Dispatches from the District Committee

by Vladimir Sorokin
Translated by Max Lawton

Dalkey Archive Press, 180 pp., $17.95 (paper)

Publication Date: 1/21/25

Oozing with crude narratives and ludicrous obscenities, Vladimir Sorokin’s latest collection of stories is guaranteed to disturb readers while simultaneously seducing their undivided attention. Each story within Dispatches from the District Committee features unbridled vulgarity and tantalizing prose, such as “A Hearing of the Factory Committee,” where the haranguing of a reprobate worker descends into madness, or “A Free Period,” which follows the sexual abuse of a schoolboy in the name of secrecy and curiosity. Sorokin’s surrealism and provocative storytelling manage to wildly stimulate while illustrating the absurdities of life in the Soviet Union.

Dispatches from the District Committee contains twenty short stories ranging from political satire to culture caricatures to pure insanity. The standout story from the collection is “The Quilted Jacket,” which centers around an odious, fetid, rotten jacket—one that exists in every squalid Soviet household and refuses to be thrown out by older generations. Sorokin’s use of rich symbolism dazzles in his description of the quilted jacket, with its indeterminate color and elongated sleeves with “purulent patches charging down,” as the narrator’s intransigent grandpa vehemently declares that it’s better to “fix or sew” the jacket than throw it out. Unlike some of the other stories, Sorokin’s criticism of the U.S.S.R. and all of its failed reforms comes across clearly and powerfully through the allegory of this gangrenous, diseased jacket.

His disdain for the empty promises and fallacies of Communist Russia shines through in “Sergei Andreyevich”. In the story, a group of young students share their ambitious projections for their future careers while sitting around a campfire with their teacher, Sergei Andreyevich. Accompanying Sergei to fill a bucket of water, Solokov, the most dedicated of the bunch, expresses his appreciation for his mentor before gleefully scarfing down his feces—an ending likely to puzzle many readers, but one that mocks the willingness of the youth to worship and consume all the lies produced by authority. In the salacious story “A Free Period”, a young boy, raised to join the Komsomol, finds himself reprimanded for his misbehavior by a female administrator. She aggressively presses him to admit his sexual curiosity before exposing her genitals and instructing him to perform lewd acts. Following the molestation, she exemplifies the amoral, exploitative power of authority by demanding that he promise secrecy and “swear to the Party.”

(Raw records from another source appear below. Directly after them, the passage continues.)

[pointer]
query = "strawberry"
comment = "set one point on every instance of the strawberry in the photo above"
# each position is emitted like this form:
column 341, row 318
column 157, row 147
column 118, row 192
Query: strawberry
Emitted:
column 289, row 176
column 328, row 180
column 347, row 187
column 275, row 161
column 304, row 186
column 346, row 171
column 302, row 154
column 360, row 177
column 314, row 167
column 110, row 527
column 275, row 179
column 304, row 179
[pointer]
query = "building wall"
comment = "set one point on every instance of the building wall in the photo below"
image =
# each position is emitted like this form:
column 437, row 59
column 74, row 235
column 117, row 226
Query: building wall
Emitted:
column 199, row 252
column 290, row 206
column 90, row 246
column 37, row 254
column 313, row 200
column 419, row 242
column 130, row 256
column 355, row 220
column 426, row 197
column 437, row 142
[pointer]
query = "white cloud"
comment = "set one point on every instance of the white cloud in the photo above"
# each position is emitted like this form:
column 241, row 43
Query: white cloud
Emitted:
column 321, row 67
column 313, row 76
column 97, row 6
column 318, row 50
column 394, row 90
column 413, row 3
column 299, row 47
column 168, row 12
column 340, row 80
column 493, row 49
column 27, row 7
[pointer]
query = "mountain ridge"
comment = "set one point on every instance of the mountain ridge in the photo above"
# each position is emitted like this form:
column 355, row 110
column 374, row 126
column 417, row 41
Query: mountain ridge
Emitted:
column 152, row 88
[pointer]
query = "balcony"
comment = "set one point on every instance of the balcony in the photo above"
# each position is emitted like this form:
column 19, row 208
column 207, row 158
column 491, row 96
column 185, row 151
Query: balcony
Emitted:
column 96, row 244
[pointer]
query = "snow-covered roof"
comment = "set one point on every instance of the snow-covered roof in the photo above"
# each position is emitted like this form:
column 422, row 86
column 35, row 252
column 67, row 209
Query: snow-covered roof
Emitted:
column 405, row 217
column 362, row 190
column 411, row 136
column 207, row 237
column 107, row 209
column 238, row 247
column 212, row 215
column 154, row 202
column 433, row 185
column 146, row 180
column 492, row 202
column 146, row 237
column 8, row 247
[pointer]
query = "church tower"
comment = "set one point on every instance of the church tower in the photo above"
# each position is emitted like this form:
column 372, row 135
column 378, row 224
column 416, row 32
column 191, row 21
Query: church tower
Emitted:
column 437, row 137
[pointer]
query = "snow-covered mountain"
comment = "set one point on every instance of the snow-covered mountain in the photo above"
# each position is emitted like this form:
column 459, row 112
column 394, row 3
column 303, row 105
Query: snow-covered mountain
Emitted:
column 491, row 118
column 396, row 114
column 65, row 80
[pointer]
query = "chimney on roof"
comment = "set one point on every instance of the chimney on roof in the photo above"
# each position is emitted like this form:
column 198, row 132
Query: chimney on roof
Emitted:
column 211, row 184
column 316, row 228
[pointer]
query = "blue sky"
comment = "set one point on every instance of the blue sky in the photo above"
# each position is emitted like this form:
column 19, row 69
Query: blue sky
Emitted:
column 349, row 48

Despite the thrilling components and abnormal premises, many of Sorokin’s disturbing stories remain "inside baseball"—in other words, they require a thorough contextual understanding or referential explanation to assign any semblance of meaning to the contained absurdity. Searching for a precise message will set many readers up for failure once the stories abruptly depart from cogency and transition into crude, risible scenes. While some of these phantasmagorical shifts stimulate with or without context, other stories, like “Love” or “Monument,” seem solely crafted for Sorokin enthusiasts.

No matter how you experience Sorokin’s intentionally jarring and discomfiting imaginations, there is no doubt that these stories will sear themselves into your memory. Praise must be adorned upon Max Lawton for his commitment to translate such an explosive, vivacious set of stories. Paired with dazzling artwork for each story, Dispatches from the District Committee is an inventive collection that demands strong reactions. Sorokin’s creative mind holds a unique position within Postmodernism, and these stories, although not for the prude or the queasy, offer an example of what his unrestrained mind can produce.